I came across the movie Backcountry on a list of horror films that are overlooked, but are supposed to be “good.” It should still be on Netflix, so I recommend you watch it. Actually, I’m not sure if I do. It’s the kind of movie you need to watch when you are prepared for brief, yet magnanimously brutal moments. If I’m being completely honest, the film is rather boring. In fact, my first couple hours away from felt like a waste of time. But I did not come to appreciate the inherent nihilism in the film until later on.

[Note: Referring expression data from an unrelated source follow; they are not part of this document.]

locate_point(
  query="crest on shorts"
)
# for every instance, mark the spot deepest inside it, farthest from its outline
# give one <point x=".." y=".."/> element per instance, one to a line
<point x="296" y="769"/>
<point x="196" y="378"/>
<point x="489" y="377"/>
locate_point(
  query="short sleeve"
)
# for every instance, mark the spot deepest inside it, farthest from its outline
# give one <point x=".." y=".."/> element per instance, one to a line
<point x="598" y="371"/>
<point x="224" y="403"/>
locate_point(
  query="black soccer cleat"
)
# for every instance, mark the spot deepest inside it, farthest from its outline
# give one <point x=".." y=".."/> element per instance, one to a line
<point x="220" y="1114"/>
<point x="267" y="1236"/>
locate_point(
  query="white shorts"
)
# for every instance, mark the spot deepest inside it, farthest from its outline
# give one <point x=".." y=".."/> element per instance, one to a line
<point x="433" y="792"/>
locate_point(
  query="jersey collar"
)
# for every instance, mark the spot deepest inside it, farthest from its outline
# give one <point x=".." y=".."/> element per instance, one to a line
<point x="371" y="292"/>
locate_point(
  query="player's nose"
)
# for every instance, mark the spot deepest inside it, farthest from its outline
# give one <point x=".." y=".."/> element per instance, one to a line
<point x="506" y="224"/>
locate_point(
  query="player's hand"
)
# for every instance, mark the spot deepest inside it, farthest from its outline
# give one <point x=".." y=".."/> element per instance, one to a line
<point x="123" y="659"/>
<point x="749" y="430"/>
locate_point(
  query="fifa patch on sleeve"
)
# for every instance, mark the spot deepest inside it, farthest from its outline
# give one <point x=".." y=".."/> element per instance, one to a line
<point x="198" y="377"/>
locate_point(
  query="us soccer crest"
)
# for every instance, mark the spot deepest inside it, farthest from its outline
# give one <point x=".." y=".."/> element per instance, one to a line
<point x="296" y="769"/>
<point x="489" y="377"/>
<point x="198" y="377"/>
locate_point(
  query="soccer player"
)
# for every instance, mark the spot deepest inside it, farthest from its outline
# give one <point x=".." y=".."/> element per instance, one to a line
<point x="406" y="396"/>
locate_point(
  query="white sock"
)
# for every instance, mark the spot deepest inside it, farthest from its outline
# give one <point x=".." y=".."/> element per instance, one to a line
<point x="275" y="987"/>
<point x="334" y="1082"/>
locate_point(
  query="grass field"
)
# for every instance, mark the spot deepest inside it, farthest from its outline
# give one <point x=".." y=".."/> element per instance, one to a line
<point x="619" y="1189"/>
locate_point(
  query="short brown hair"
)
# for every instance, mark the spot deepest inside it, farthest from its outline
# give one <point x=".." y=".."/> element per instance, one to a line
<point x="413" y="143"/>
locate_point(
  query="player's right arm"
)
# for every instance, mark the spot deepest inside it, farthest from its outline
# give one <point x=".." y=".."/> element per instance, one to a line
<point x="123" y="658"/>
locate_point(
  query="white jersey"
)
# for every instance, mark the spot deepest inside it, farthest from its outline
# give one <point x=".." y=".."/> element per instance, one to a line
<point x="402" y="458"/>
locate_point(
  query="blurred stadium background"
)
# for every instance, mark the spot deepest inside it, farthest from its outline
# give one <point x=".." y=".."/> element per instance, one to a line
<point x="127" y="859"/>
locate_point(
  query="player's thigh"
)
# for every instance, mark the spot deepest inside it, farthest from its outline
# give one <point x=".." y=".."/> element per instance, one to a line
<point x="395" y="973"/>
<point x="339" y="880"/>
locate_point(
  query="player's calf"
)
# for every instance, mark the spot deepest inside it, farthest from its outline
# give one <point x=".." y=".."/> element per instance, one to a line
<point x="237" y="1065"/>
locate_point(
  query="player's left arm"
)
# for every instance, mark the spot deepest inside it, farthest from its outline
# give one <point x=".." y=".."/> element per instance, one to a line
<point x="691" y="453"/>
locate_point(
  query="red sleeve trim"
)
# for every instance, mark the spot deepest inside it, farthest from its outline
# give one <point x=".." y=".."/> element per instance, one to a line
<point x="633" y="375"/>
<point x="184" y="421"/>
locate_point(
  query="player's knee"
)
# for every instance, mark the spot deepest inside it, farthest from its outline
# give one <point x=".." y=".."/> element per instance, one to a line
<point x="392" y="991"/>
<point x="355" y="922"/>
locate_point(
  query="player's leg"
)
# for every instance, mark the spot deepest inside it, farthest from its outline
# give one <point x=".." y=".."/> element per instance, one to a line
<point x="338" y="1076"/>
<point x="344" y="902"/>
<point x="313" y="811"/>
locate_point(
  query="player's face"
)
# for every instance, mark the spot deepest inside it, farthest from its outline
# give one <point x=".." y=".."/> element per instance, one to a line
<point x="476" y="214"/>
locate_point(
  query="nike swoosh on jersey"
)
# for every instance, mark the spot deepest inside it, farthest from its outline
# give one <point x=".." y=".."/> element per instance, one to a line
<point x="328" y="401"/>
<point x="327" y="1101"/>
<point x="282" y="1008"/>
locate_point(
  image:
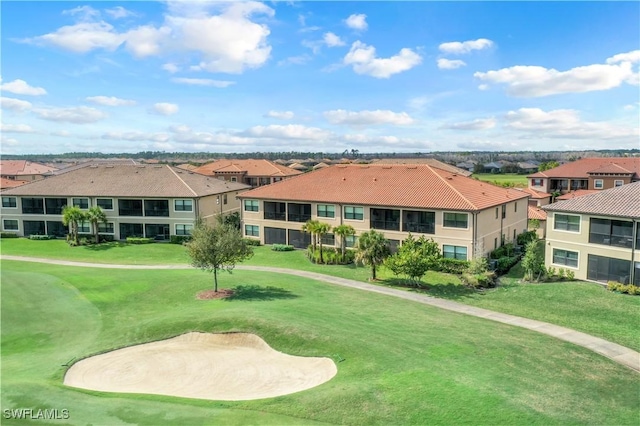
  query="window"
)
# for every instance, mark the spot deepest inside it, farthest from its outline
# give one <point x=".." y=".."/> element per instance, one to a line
<point x="566" y="222"/>
<point x="326" y="210"/>
<point x="600" y="268"/>
<point x="10" y="225"/>
<point x="350" y="241"/>
<point x="82" y="203"/>
<point x="565" y="257"/>
<point x="608" y="232"/>
<point x="33" y="206"/>
<point x="84" y="227"/>
<point x="106" y="228"/>
<point x="354" y="213"/>
<point x="251" y="205"/>
<point x="9" y="202"/>
<point x="252" y="230"/>
<point x="105" y="203"/>
<point x="183" y="229"/>
<point x="455" y="220"/>
<point x="454" y="252"/>
<point x="183" y="205"/>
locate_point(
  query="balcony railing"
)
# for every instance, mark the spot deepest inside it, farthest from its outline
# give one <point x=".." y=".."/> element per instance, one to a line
<point x="294" y="217"/>
<point x="156" y="212"/>
<point x="275" y="216"/>
<point x="389" y="225"/>
<point x="419" y="227"/>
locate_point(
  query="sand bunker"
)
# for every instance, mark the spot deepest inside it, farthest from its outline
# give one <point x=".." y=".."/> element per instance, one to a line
<point x="228" y="367"/>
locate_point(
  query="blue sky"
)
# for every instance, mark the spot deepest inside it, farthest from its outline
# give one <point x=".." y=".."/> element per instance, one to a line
<point x="319" y="76"/>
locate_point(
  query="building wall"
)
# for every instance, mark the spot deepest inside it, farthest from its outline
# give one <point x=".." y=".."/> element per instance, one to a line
<point x="207" y="207"/>
<point x="579" y="242"/>
<point x="608" y="181"/>
<point x="488" y="226"/>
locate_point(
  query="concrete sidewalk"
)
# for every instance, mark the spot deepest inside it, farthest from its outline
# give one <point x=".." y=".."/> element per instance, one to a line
<point x="613" y="351"/>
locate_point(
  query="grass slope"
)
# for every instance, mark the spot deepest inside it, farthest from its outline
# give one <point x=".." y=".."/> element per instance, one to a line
<point x="405" y="363"/>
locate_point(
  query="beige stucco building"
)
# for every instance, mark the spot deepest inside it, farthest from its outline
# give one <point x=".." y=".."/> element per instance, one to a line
<point x="463" y="215"/>
<point x="597" y="236"/>
<point x="154" y="201"/>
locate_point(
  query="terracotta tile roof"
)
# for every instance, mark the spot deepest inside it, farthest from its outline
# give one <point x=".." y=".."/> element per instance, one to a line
<point x="23" y="167"/>
<point x="127" y="181"/>
<point x="10" y="183"/>
<point x="428" y="161"/>
<point x="535" y="194"/>
<point x="623" y="201"/>
<point x="537" y="213"/>
<point x="253" y="168"/>
<point x="582" y="168"/>
<point x="416" y="185"/>
<point x="577" y="193"/>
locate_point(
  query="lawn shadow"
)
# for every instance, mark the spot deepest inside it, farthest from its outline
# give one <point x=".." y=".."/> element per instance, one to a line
<point x="259" y="293"/>
<point x="105" y="246"/>
<point x="450" y="290"/>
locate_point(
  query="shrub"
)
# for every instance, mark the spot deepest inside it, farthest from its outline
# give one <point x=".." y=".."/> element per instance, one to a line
<point x="42" y="237"/>
<point x="504" y="264"/>
<point x="282" y="247"/>
<point x="139" y="240"/>
<point x="179" y="239"/>
<point x="526" y="237"/>
<point x="452" y="266"/>
<point x="482" y="280"/>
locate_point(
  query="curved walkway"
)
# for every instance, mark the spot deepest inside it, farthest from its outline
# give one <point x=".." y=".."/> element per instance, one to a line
<point x="613" y="351"/>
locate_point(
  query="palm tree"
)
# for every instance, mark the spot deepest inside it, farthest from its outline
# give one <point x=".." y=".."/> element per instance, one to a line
<point x="71" y="216"/>
<point x="344" y="231"/>
<point x="95" y="215"/>
<point x="310" y="227"/>
<point x="372" y="250"/>
<point x="321" y="230"/>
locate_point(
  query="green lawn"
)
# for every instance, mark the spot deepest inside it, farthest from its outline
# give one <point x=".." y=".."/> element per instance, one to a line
<point x="586" y="307"/>
<point x="519" y="181"/>
<point x="404" y="363"/>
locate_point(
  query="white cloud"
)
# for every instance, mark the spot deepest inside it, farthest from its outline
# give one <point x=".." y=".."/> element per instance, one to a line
<point x="364" y="61"/>
<point x="633" y="57"/>
<point x="164" y="108"/>
<point x="228" y="42"/>
<point x="332" y="40"/>
<point x="16" y="128"/>
<point x="450" y="64"/>
<point x="119" y="12"/>
<point x="146" y="40"/>
<point x="357" y="22"/>
<point x="82" y="37"/>
<point x="203" y="82"/>
<point x="14" y="104"/>
<point x="565" y="123"/>
<point x="459" y="48"/>
<point x="280" y="115"/>
<point x="170" y="67"/>
<point x="290" y="131"/>
<point x="535" y="81"/>
<point x="110" y="101"/>
<point x="77" y="115"/>
<point x="136" y="136"/>
<point x="20" y="87"/>
<point x="478" y="124"/>
<point x="364" y="118"/>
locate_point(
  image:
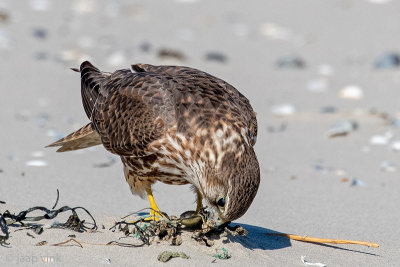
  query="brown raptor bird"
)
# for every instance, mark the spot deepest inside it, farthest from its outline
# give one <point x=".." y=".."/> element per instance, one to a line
<point x="176" y="125"/>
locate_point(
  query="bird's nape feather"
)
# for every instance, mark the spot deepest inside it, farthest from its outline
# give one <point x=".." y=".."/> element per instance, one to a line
<point x="82" y="138"/>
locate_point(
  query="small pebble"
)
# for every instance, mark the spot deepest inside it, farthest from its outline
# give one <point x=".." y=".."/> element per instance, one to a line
<point x="342" y="128"/>
<point x="39" y="33"/>
<point x="395" y="146"/>
<point x="40" y="5"/>
<point x="167" y="255"/>
<point x="290" y="62"/>
<point x="283" y="110"/>
<point x="328" y="109"/>
<point x="381" y="139"/>
<point x="84" y="6"/>
<point x="318" y="86"/>
<point x="357" y="182"/>
<point x="351" y="92"/>
<point x="165" y="53"/>
<point x="145" y="47"/>
<point x="388" y="167"/>
<point x="325" y="70"/>
<point x="36" y="163"/>
<point x="37" y="154"/>
<point x="4" y="16"/>
<point x="388" y="61"/>
<point x="42" y="119"/>
<point x="216" y="56"/>
<point x="274" y="31"/>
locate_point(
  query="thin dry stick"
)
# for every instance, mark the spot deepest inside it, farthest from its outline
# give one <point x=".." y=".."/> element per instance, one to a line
<point x="325" y="240"/>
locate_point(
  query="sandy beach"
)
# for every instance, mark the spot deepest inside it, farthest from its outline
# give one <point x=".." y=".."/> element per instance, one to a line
<point x="323" y="77"/>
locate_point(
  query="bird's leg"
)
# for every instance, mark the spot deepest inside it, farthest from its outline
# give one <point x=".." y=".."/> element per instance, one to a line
<point x="199" y="201"/>
<point x="154" y="209"/>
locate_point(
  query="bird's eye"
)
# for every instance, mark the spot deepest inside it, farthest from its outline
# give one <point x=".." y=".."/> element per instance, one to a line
<point x="221" y="202"/>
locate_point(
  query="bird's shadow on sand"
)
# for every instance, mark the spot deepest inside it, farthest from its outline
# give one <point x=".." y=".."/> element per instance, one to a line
<point x="258" y="238"/>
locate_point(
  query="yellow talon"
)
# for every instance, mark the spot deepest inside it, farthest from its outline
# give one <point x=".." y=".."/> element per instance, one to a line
<point x="155" y="212"/>
<point x="199" y="202"/>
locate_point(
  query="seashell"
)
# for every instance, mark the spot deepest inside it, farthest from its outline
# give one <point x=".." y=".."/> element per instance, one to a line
<point x="342" y="128"/>
<point x="351" y="92"/>
<point x="36" y="163"/>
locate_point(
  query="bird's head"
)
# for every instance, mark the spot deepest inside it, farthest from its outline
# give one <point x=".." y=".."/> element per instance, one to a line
<point x="230" y="189"/>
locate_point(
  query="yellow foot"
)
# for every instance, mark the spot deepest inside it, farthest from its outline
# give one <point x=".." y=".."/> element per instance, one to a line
<point x="199" y="202"/>
<point x="155" y="213"/>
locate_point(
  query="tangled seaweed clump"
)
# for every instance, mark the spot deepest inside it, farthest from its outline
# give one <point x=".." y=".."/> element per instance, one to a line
<point x="170" y="228"/>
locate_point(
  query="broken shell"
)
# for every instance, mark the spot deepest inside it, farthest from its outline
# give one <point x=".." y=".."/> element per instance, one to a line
<point x="342" y="128"/>
<point x="191" y="219"/>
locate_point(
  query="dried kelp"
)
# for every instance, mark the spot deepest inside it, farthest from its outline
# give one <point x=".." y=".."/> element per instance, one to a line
<point x="198" y="225"/>
<point x="23" y="219"/>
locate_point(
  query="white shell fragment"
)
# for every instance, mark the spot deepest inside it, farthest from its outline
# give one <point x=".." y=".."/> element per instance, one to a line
<point x="307" y="263"/>
<point x="381" y="139"/>
<point x="388" y="167"/>
<point x="325" y="70"/>
<point x="351" y="92"/>
<point x="395" y="146"/>
<point x="357" y="182"/>
<point x="36" y="163"/>
<point x="342" y="128"/>
<point x="274" y="31"/>
<point x="283" y="110"/>
<point x="317" y="86"/>
<point x="37" y="154"/>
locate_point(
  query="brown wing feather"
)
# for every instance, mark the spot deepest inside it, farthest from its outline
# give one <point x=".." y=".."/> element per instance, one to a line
<point x="82" y="138"/>
<point x="130" y="109"/>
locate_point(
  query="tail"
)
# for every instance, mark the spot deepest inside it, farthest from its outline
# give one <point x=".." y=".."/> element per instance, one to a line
<point x="82" y="138"/>
<point x="91" y="82"/>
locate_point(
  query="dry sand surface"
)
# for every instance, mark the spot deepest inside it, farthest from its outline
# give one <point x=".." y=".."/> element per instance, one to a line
<point x="305" y="66"/>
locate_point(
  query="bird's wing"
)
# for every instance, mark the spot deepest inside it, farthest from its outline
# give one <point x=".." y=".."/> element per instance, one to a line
<point x="128" y="110"/>
<point x="206" y="99"/>
<point x="82" y="138"/>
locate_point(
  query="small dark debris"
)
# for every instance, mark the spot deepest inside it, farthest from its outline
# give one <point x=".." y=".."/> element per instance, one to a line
<point x="221" y="254"/>
<point x="169" y="53"/>
<point x="290" y="62"/>
<point x="387" y="61"/>
<point x="30" y="235"/>
<point x="145" y="47"/>
<point x="216" y="56"/>
<point x="22" y="220"/>
<point x="176" y="240"/>
<point x="37" y="229"/>
<point x="41" y="243"/>
<point x="167" y="255"/>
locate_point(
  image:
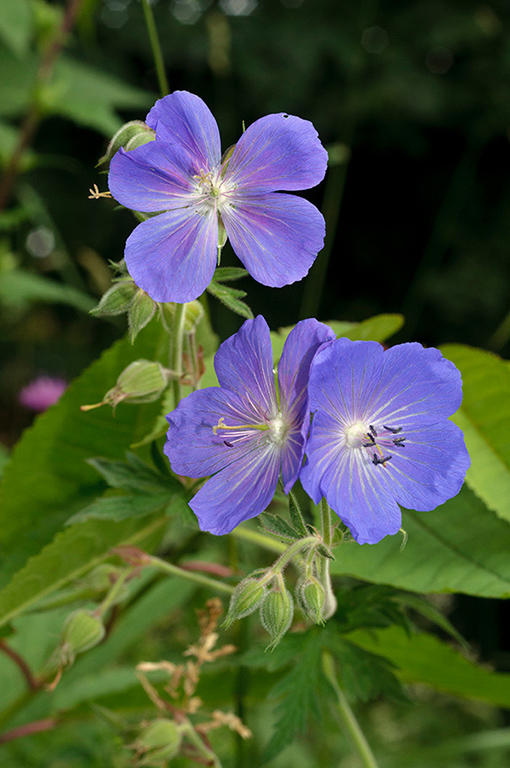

I am not actually convinced that it is inappropriate for me to spoil this movie. It is based loosely on a true story about a couple who gets harassed by a black bear. What is intriguing, however, is that the bear does not seemingly act in accordance with its nature. Bears don’t just prey on humans, but the bear in this film certainly did, and the testimony of the one individual who actually survived the bear attack laid claim to its abnormal behavior. The film is very dull for the first hour or so. There is not much to it. A guy decides to take his girlfriend on a camping trip through the woods and they get lost. Throughout the movie, there are subtle hints that a bear attack is imminent, but it appears as though we are about to see a stylized, “movie-like” bear chase. But this is not the direction the film goes. We see seemingly anti-climactic buildups all throughout, with no apparent satisfactory conclusion. Then, one morning on the camping trip. The guy wakes up and opens his tent to the sight of a bear. The bear immediately heads over to their tent and proceeds to rip off the limbs of the man…. And many more gruesome details follow.
The movie has no relieving conclusions. It just ends in a morbid state of pure nihilism. It’s actually quite depressing, really… which is why I don’t recommend you watch it. Actually, I do. What this film helped me to do is contemplate the state of nature.
Creation, as taught in Scripture, is a gift. It is rarely seen as such, but that is precisely what it is. God, in His infinite fullness and mercy, has given creation to all creatures for their enjoyment and for the purpose of His Glory. So how can this film relate? The bear in the film is just doing what bears do. The film is maddening in this respect. There is really nothing that we can do about it. We cannot blame the characters for acting in a stupid manner, but we cannot really blame the bear either, because the bear was just acting within its natural habitat. I hear all too often that sin is the reason things like this happen. But that does not sit well with me. We cannot blame sin for a bear doing what it was seemingly created to do. All of life in the biosphere feeds off of each other. Creation, however, is not just for man, but for the enjoyment of all creatures. For a detailed analysis of this, I highly recommend Richard Bauckham’s The Bible and Ecology.
Overall, there really is no morally or intellectually satisfying response to the horror of Backcountry. The movie has a brutish feel to it, but it is really just nature doing what nature does. Watch it, and consider these things as such.